ATHENS – With Prime Minister Alexis Tsipras’ unpopularity near 90 percent, some 63.1 percent of Greeks expect he will call snap elections in 2017.
The Radical Left SYRIZA leader has plummeted in polls since taking office in January, 2015, and winning a Sept. 2015 snap poll, after constantly reneging on anti-austerity promises.
Debt relief plans suspended after he immediately handed out 617 million euros ($644.79 million) in holiday bonuses to lower-income pensioners whose benefits he had decimated are due to resume in January but negotiations over terms of a third staggered-payout bailout of 86 billion euros ($89.87 billion) have gone on more than 18 months.
Tsipras has reportedly told aides he was mulling or rejecting snap elections he hopes could shore up support for his contradictory stance of opposing austerity while imposing it.

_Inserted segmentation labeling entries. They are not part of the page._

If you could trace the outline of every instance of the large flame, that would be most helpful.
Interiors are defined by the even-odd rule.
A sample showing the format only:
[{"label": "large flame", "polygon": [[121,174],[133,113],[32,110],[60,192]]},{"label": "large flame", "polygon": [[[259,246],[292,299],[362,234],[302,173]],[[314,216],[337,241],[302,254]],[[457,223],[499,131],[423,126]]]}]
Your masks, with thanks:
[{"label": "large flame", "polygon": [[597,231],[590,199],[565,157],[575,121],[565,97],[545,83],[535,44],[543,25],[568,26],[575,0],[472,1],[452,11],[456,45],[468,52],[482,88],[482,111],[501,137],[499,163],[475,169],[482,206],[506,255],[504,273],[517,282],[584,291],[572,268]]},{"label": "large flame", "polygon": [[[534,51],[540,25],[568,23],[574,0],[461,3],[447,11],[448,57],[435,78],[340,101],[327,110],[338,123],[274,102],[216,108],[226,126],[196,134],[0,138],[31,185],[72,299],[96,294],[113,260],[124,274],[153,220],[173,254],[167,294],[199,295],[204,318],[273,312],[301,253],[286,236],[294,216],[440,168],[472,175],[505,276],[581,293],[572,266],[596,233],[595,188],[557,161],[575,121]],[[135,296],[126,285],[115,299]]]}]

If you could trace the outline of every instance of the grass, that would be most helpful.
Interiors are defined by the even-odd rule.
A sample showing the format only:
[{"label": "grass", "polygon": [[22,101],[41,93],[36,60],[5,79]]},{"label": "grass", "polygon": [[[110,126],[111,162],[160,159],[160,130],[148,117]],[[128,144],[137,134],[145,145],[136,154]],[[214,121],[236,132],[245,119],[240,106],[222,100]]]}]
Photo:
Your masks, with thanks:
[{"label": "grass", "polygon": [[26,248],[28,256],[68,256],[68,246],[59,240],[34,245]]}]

A poll conducted for Real News by MRB found that the majority of people believed Tsipras’ coalition, which includes the pro-austerity, far-right, marginal, jingoistic Independent Greeks (ANEL) won’t be able to come to an agreement with the creditors, the European Union, European Central Bank and European Stability Mechanism.
Bitter resentment over his breaking of promises has simmered over for months with constant strikes and protests with people taking to the streets to denounce him, just as he and SYRIZA did to previous New Democracy Conservative and PASOK Socialist regimes.
Asked to identify the words that best describes how they feel, 63.1 percent of respondents chose “worry,” 47.9 percent “fear,” 29.7 percent “anger” and 24.3 percent “shame.”
In worse news for the Premier, 77 percent said their standard of living will continue to decline while 70 percent of those aged 18-24 said they’d like to leave the country if they could.
Surveys show New Democracy, ousted by SYRIZA after also imposing rounds of austerity, has taken leads of 15 percent and more under new leader Kyriakos Mitsotakis, who told Greeks he’s reversed his previous support of austerity but told the creditors he’s reform-friendly.
But with the extreme-right Golden Dawn, whose leaders are facing charges of running a criminal gang, continuing to hold third place, a new election could likely see the need for another coalition.